Thessalonians, the First Epistle of Paul to The

The Epistle to the Thessalonians is not a doctrinal letter. Paul's great teaching concerning salvation by faith alone, apart from the works of the Law, is not sharply defined or baldly stated, and the doctrine of the cross of Christ as central in Christianity is here implied rather than enforced. Almost the only doctrinal statement is that which assures them that those of their number who had fallen asleep would not in any wise be shut out from the rewards and glories at Christ's second coming (1Th 4:13-18). But while the main doctrinal positions of Paul are not elaborated or even stated in the letter, it may safely be said that the Epistle could scarcely have been written by one who denied those teachings. And the fact that we know that shortly before or shortly after Paul wrote the Epistle to the Galatians, and the fact that he so definitely describes his attitude at this very time toward the preaching of the cross of Christ, in his reminiscences in 1 Corinthians (see especially 1Co 2:1-5), show how foolish it is to assume that an author has not yet come to a position because he does not constantly obtrude it in all that he writes.

The Epistle, however, bears abundant evidence to the fact that this contemporary of Jesus had seen in the life and character and resurrection of Jesus that which caused him to exalt Him to divine honors, to mention Him in the same breath with God the Father, and to expect His second coming in glory as the event which would determine the destiny of all men and be the final goal of history.
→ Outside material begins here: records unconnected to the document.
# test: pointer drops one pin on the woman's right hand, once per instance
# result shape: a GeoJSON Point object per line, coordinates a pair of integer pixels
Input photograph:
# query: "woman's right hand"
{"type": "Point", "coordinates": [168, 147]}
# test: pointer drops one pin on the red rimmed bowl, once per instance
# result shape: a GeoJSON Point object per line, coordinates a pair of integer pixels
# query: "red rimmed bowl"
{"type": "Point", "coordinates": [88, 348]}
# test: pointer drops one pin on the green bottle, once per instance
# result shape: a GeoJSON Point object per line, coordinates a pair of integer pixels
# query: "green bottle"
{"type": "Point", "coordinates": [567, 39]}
As such the letter, whose authenticity is now practically unquestioned, is a powerful proof that Jesus was a personality as extraordinary as the Jesus of the first three Gospels. And even the Christ of the Fourth Gospel is scarcely more exalted than He who now with God the Father constitutes the spiritual atmosphere in which Christians exist (1Th 1:1), and who at the last day will descend from heaven with a shout and with the voice of an archangel and the trump of God, and cause the dead in Christ to rise from their tombs to dwell forever with Himself (1Th 4:16-17).

VI. The Epistle's Revelations of Paul's Characteristics.

We notice in the letter the extreme tactfulness of Paul. He has some plain and humiliating warnings to give, but he precedes them in each case with affectionate recognition of the good qualities of the brethren. Before he warns against gross vice he explains that he is simply urging them to continue in the good way they are in. Before he urges them to go to work he cordially recognizes the love that has made them linger so long and so frequently at the common meeting-places. And when in connection with his exhortations about the second coming he alludes to the vice of drunkenness, he first idealizes them as sons of the light and of the day to whom, of course, the drunken orgies of those who are "of the night" would be unthinkable. Thus by a kind of spiritual suggestion he starts them in the right way.

LITERATURE.

Bishop Alexander, the Speaker's Commentary (published in America under the title, The Bible Comm., and bound with most excellent commentaries on all of the Pauline Epistles), New York, Scribners; Milligan, The Epistles to the Thessalonians (the Greek text with Introduction and notes), London, Macmillan; Moffatt, The Expositor's Greek Test. (bound with commentaries by various authors on the Pastoral Epistles, Philemon, Hebrews and James), New York, Dodd, Mead and Co.; Frame, ICC, New York, Scribners; Stevens, An American Commentary on the New Testament, Philadelphia, American Baptist Publication Society; Adeney, The New Century Bible, "1 and 2 Thessalonians" and "Galatians," New York, Henry Frowde; Findlay, "The Epistles to the Thessalonians," Cambridge Bible for Schools and Colleges, New York, Putnams; James Denney, "The Epistles to the Thessalonians," Expositor's Bible, New York, Doran; the two latter are especially recommended as inexpensive, popular and yet scholarly commentaries. The Cambridge Bible is a verse-by-verse commentary, and Professor Denney on "Thess" in Expositor's Bible is one of the most vital and vigorous pieces of homiletical exposition known to the present writer.